Quizás alguien haya conocido y conozca a nuestro país más que don Ata: pero es muy difícil que alguien lo haya amado tanto como él. No se entiende de otra manera su capacidad para hacer propia, sustantivamente, cada una y todas las partes del alma del hombre argentino. Es por eso que en él sonaban con naturalidad y cabían con justeza las distintas tonadas y los diferentes rituales: esto y no otra cosa hace que seguramente en estos días, a veinte años de su ausencia física, desde La Quiaca hasta Tierra del Fuego, cubran con ponchos las guitarras, “pa’que no lloren demasiao”.
Quienes de changos aprendimos a estar menos solos dibujando sencilleces sobre los seis caminos de alguna guitarra, pudimos acceder, gracias a la baquía de sus manos trenzadoras de misterios, a los modos más fieles del espíritu de cada región. Cada manera de pulsar y de rasguear, según género, carácter y lugar de origen, encontraba en sus dedos expresión medida y acabada. Y cuando quisimos arrimarle alguna palabra al paisaje -y a sus mujeres, y a sus hombres- también nos enseñó a dimensionar el peso específico de esa escasa veintena de términos que configuran el núcleo duro de su poética. Y no sólo sus significados, sino sus auras, sus rumores cercanos, sus sombreadas vecindades y su caudal de luz: la delicada y transparente luz que envuelve a las palabras cuando se las regresa o se les inventa el lugar adecuado, digno y preciso. Árbol, camino, caballo, soledad, piedra, guitarra, viento, hombre, recobraron, gracias a su mención, profundidad y altura.
Su palabra. Siempre amaneciendo antes, para despertarnos.
Pero Atahualpa Yupanqui también nos enseñó el silencio. Y los matices del silencio. A hablar en voz baja, para escucharnos, y -por supuesto- a escribir en voz baja, sin espectacularidades ni grandilocuencias. A oír atentamente el silencio de los que dicen sin hablar.

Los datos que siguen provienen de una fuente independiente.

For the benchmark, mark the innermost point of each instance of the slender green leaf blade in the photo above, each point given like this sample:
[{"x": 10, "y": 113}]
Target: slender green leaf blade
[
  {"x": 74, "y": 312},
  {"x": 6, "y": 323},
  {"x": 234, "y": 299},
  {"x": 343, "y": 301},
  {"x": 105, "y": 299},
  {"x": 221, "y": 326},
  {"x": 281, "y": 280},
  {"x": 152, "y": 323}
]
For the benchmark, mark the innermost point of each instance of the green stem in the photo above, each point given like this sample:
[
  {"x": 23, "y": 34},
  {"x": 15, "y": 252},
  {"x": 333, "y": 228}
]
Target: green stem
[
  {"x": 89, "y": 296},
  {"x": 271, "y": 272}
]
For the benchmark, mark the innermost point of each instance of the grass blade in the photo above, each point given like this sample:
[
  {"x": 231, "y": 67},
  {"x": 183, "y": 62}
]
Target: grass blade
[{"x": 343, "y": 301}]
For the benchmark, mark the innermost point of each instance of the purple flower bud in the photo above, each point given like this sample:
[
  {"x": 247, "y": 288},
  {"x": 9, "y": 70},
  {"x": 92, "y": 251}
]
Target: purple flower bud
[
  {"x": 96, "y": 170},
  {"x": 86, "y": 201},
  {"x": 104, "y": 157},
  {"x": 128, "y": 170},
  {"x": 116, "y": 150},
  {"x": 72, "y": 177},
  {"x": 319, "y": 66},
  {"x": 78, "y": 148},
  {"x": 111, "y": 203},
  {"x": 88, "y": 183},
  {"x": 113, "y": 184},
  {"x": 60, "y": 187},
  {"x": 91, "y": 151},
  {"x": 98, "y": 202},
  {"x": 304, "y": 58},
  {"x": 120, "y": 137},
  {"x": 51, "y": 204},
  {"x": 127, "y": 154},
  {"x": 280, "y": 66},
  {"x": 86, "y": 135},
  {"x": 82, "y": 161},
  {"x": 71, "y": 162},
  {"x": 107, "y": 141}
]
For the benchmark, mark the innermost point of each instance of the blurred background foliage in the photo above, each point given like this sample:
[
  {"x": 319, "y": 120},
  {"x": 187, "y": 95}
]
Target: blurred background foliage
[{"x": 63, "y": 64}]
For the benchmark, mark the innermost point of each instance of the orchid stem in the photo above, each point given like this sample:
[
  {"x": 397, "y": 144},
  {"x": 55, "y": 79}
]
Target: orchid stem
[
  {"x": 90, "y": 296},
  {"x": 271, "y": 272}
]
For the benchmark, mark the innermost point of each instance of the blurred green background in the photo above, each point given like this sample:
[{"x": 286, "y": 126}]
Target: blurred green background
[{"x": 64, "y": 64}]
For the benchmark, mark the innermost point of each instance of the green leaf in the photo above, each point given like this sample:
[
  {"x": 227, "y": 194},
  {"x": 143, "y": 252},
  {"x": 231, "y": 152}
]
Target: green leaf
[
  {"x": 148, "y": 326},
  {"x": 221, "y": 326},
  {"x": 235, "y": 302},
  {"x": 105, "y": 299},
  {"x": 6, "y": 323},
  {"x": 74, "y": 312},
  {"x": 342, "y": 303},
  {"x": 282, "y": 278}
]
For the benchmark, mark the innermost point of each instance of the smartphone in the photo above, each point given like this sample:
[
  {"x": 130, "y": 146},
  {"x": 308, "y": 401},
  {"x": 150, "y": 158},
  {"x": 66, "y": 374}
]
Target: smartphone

Como pocos, él conocía ese silencio sin el cual las pequeñas cosas -una flor, un pájaro, una espina: sus grandes verdades- nada pueden decirnos. Encarnaba las configuraciones sensibles y familiares del silencio: el asombro, el pudor, la prudencia, la humildad…, atributos todos del hombre que en los cuatro rumbos de la patria trata y conversa de igual a igual con el paisaje, con la tierra.
“No quiero cruces, ni aprontes, ni encargos para el Eterno:
tal vez pasando el invierno, me de sus flores el monte”
Divulgador fervoroso de la hoy popularizada carta del cacique piel roja a un presidente de los EE.UU. acerca de la propiedad de la tierra, al hacerlo, cumplía no solamente con el primer imperativo de su clarividente y genuina conciencia ecológica (en realidad, la suya es una gran e inimitable propuesta “ecolírica”, una suerte de programa oportuno de “saneamiento” poético), sino con el mandato más íntimo, más radical de su ser: al fin de cuentas, él era “tierra que anda”. Que sueña. Y que canta.
Tierra finalmente detenida a orillas del río de Los Tártagos -allí descansa junto a Nenette (Pablo del Cerro), su compañera-. A la sombra de la Gran Memoria del silencio de los indios de su “cerro de piedras pintadas”. Ceniza de tierra. Andando hacia las raíces de algún centenario árbol para ser, otra vez, en su copa, el claro interlocutor de los pájaros y el aire.